渓流詩人の徒然日記

知恵の浅い僕らは僕らの所有でないところの時の中を迷う(パンセ) 渓流詩人の徒然日記 ~since May, 2003~

映画『ならず者』(1943)

2023年05月25日 | open



1943年作品。
日本公開は戦後の1952年昭和
27年だ。
ドク・ホリデイとビリー・ザ・
キッドが知り合い、反目し合い
ながらも保安官パット・ギャ
レットから共に逃げるという
物語。
そこに例によって女(ジェーン・
ラッセル)が絡む。

物語は完全なオハナシ創作だが、
舞台劇のような俳優陣の演技が
楽しめる。
台詞も演技もハッキリとしてい
るのだ。
そして、複雑なストーリーの
展開は無い。

ドク・ホリデイを演じるウォルター・
ヒューストンが後年のリチャード・
ハリスに容貌もそうだが、声と
セリフ回しがそっくりだ。


ドクとパットは対峙しての
撃ち合いとなる。


ハンマリングピンが無いSAA。
これが後に意味を持つ。


左のSAAはフロントサイトが
削り落とされている。
これは早撃ちガンマンの象徴
だった。


あえて友人のパット・ギャレット
に撃たれたドク・ホリデイ。
「病気で死ぬよりましだ」と
言い残して死んでいく。

パットからドクの銃を形見に
受け取れと言われて喜ぶビリー。


ビリーを汚い手で騙し討ち
しようとしたパットを柱に
縛り付けて、ビリーは立ち
去る。
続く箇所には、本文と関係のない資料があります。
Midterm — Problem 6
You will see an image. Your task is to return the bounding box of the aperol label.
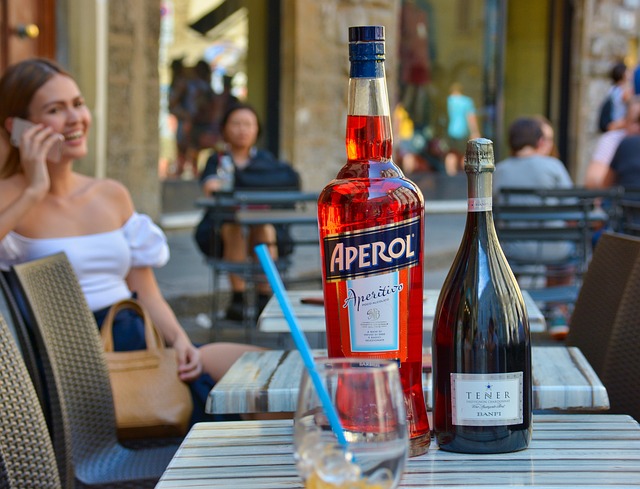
[322,217,422,282]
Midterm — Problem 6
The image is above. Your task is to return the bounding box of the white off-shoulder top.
[0,213,169,311]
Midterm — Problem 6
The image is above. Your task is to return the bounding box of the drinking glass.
[294,358,409,489]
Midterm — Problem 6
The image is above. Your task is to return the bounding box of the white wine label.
[451,372,524,426]
[467,197,493,212]
[342,272,404,353]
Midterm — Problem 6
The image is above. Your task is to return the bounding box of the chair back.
[13,253,177,487]
[616,187,640,236]
[494,188,621,305]
[0,314,62,489]
[601,248,640,422]
[0,272,50,420]
[566,233,640,375]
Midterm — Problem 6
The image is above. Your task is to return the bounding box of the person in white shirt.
[0,58,262,424]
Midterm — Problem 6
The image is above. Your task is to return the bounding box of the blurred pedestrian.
[584,96,640,188]
[445,82,480,175]
[168,58,191,175]
[598,62,632,132]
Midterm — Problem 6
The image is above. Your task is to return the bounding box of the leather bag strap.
[100,299,165,352]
元ドクの愛人だった
女を連れて。




間抜けなパット・ギャレット。


このシーンはカラーだったら
どんなに美しい光景だったか。
多分、『シェーン』(1953)の
ラストシーンのような風景では
なかろうか。






だが、THE EMD ではない。
まだ、映像は続く。


真実の歴史でも、パット・ギャ
レットがビリー・ザ・キッド=
ウィリアム・ヒコック・ボニー
を射殺した事にはされているが、
ビリーの死体は未確認のまま
だった。
それゆえ、ビリー・ザ・キッド
生存説もあるのだが、本当の
事実はパット・ギャレットの
みが知っていたのではなかろう
か。
ビリーとパットは友人だった。
そして、ビリー・ザ・キッドは
犯罪に問われてはいたが、冷酷
非常な極悪人ではなかった。
アイルランド系移民であり、英
国系アメリカ人に差別されて
いたビリーは人種差別をせず、
当時非常に差別と屈辱を強いら
れていたメキシコ人たちとも
親交を広げた。
合衆国南部に住むメキシコ人で
ビリーを嫌いな者は一人もいな
いとさえ言われていたという。

映画『ならず者』(1943)は、

今から丁度80年前の映画だ。
だが、今でもかなり楽しめる。
劇中のピースメーカーは無煙

火薬時代の1stジェネレーション
のSAAの実銃も使われていて、
マニアックなところでも面白い。